Urgent care should always be received by a plan provider when you are in the service area.

 

Urgent Care
Urgent care should be received at the nearest appropriate medical facility unless you can safely return to the service area. Please contact us by the next business day after seeing a non-plan provider. When we receive a claim for the services, it will be reviewed to determine if the diagnosis or symptoms were urgent. If so, payment will be based on our maximum allowable fee. You will be responsible for any fees that exceed this amount.

Emergency Care
Emergency care is the sudden and unexpected onset of a medical condition that, if you did not seek immediate medical attention, could result in your death or serious injury to your body. Some examples of emergency care are heart attacks, strokes, severe shortness of breath, and significant blood loss. Note: If you have a medical emergency, please call 911 or proceed to the nearest medical facility.

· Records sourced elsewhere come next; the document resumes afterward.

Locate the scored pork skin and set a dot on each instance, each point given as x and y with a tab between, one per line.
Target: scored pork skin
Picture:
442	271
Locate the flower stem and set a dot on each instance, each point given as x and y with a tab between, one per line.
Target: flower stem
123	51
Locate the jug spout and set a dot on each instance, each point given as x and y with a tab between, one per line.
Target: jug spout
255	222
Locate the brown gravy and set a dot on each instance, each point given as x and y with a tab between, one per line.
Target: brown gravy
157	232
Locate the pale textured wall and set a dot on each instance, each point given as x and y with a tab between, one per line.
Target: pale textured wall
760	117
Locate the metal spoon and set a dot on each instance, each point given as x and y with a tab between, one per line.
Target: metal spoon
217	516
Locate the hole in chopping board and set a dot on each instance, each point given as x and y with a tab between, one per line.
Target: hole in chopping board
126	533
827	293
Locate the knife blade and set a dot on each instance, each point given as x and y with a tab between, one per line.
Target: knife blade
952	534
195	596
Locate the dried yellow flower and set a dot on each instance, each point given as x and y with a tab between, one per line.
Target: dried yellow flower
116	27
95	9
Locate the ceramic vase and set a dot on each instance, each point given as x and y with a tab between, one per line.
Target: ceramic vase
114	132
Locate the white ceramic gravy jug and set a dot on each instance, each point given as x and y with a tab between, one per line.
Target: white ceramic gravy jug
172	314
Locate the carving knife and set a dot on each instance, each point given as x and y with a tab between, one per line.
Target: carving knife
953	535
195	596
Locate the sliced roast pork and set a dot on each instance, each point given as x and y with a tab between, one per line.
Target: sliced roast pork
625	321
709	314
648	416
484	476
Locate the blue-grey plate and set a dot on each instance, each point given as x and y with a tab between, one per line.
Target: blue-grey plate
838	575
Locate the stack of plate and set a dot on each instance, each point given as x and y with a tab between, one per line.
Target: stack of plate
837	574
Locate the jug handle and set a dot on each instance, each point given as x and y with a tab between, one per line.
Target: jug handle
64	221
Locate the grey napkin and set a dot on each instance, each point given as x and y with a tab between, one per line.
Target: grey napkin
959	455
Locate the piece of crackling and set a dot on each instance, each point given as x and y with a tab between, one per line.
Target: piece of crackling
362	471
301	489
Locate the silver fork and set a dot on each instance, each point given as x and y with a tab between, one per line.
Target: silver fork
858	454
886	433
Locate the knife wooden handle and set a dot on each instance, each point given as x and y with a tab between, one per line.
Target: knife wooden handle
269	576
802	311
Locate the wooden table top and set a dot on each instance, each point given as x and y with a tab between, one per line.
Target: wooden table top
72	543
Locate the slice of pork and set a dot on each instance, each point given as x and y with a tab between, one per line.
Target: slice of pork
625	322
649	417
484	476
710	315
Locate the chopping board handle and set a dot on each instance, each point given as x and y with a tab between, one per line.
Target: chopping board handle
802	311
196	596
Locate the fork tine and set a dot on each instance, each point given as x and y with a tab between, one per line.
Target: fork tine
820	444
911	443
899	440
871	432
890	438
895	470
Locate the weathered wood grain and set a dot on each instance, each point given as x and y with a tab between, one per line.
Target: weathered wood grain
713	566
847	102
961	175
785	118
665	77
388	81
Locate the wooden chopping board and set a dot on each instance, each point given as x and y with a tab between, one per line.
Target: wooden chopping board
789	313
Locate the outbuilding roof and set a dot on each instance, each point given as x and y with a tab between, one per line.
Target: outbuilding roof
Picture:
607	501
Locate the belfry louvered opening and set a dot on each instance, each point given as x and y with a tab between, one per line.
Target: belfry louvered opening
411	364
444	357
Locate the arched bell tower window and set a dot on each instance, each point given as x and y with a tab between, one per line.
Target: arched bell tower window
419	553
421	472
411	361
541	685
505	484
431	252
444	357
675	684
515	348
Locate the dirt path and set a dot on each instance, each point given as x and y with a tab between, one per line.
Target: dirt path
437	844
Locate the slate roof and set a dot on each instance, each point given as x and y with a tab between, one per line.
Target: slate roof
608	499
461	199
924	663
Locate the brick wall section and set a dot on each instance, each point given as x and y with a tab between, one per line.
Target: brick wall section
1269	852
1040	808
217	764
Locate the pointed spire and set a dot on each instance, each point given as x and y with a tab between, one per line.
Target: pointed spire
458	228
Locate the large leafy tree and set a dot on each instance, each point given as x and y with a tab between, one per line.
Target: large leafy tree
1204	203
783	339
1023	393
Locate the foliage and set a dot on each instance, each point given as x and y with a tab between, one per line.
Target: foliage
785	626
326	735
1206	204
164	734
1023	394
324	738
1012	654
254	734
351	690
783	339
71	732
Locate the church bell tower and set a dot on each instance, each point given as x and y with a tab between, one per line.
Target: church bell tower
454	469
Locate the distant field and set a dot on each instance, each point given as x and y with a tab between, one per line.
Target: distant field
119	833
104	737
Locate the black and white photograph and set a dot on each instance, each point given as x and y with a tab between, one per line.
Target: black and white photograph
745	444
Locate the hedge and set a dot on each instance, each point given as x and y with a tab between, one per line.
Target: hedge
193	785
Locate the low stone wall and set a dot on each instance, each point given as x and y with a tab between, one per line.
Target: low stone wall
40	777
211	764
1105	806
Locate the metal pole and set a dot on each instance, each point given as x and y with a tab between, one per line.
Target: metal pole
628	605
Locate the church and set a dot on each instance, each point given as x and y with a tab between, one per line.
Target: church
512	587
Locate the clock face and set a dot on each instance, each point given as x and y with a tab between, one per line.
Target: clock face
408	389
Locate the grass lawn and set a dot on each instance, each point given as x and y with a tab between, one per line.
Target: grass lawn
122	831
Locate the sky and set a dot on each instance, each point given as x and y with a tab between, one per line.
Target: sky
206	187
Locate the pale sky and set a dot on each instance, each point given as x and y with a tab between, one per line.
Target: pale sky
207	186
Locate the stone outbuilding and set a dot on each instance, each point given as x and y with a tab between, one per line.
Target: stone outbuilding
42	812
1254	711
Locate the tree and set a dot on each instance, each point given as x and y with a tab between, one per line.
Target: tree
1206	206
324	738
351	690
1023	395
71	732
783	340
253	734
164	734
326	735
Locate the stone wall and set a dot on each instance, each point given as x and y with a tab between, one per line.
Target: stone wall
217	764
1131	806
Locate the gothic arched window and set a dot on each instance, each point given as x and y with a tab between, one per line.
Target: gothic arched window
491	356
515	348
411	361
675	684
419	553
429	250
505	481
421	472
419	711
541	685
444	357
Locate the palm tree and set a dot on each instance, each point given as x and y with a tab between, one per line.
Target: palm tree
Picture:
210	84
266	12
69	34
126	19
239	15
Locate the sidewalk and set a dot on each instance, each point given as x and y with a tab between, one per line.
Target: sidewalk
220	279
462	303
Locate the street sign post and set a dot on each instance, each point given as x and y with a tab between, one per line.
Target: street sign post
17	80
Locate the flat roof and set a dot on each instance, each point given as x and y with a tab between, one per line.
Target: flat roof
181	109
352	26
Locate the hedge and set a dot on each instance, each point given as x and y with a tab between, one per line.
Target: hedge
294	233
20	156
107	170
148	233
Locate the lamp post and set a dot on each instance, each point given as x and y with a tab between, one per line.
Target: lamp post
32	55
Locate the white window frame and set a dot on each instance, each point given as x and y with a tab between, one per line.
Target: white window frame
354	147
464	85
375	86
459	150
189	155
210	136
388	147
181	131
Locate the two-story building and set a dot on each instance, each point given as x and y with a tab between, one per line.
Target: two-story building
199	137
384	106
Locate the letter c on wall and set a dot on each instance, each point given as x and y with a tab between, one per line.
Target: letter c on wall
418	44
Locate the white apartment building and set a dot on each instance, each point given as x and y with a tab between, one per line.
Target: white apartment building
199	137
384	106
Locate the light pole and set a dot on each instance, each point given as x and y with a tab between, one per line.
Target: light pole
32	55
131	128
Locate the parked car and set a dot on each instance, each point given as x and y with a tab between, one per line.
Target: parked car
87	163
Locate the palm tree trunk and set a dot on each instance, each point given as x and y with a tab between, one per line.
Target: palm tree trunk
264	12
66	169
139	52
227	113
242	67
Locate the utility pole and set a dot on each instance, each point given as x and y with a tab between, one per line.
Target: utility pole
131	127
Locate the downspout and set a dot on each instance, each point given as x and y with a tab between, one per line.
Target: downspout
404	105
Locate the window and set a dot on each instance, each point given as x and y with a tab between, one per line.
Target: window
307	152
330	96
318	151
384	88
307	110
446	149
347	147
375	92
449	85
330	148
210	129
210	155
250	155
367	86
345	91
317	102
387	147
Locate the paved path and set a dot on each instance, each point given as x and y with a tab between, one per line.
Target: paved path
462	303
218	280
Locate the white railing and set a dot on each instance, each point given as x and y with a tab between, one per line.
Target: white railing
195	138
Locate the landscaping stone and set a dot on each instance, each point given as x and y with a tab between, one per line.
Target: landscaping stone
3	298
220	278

Most of the time, you will be able to receive emergency care from a plan provider. However, if you are unable to reach a plan provider, please go to the nearest medical facility for assistance. Please contact us as soon as possible if you must go to a non-plan provider.

 

Emergency Care
If you are outside of the service area and require emergency care, please call 911 or go to the nearest medical facility. Please contact us by the next business day after receiving any emergency treatment or an emergency admission to a non-plan facility. If you are admitted to a non-plan facility for inpatient mental health services, we must be contacted within 72 hours of being admitted. Failure to contact us could result in your being financially liable for all services.

Follow-Up Care
Follow-up care is care you receive after the initial urgent or emergency condition has been stabilized and you are discharged. Follow-up care in the service area must be received from plan providers.

 

Follow-Up Care
Follow-up care for an emergency or urgent care condition by a non-plan provider must be prior authorized. Please contact our Customer Care Center before receiving any follow-up care out of the service area.

Dean On Call

Dean On Call is a 24-hour nurse line that is staffed with nurses who are trained to assess your health care issues. They can help you in determining the type of care that will be best for you or your family members. They can also help you decide whether symptomatic treatment is needed instead of a trip to the emergency room, or advise you where to go for further health care. The nurse can also tell you what type of follow-up care is needed.

Note: If you have a medical emergency, please call 911 or proceed to the nearest medical facility.

To use Dean On Call, just call toll free 1-800-57-NURSE (1-800-576-8773), day or night, to get the help you need when you need it. If you are in the Madison area, please call (608) 250-1393.

*Due to licensing regulations, Dean On Call's triage services are only available to residents of Wisconsin.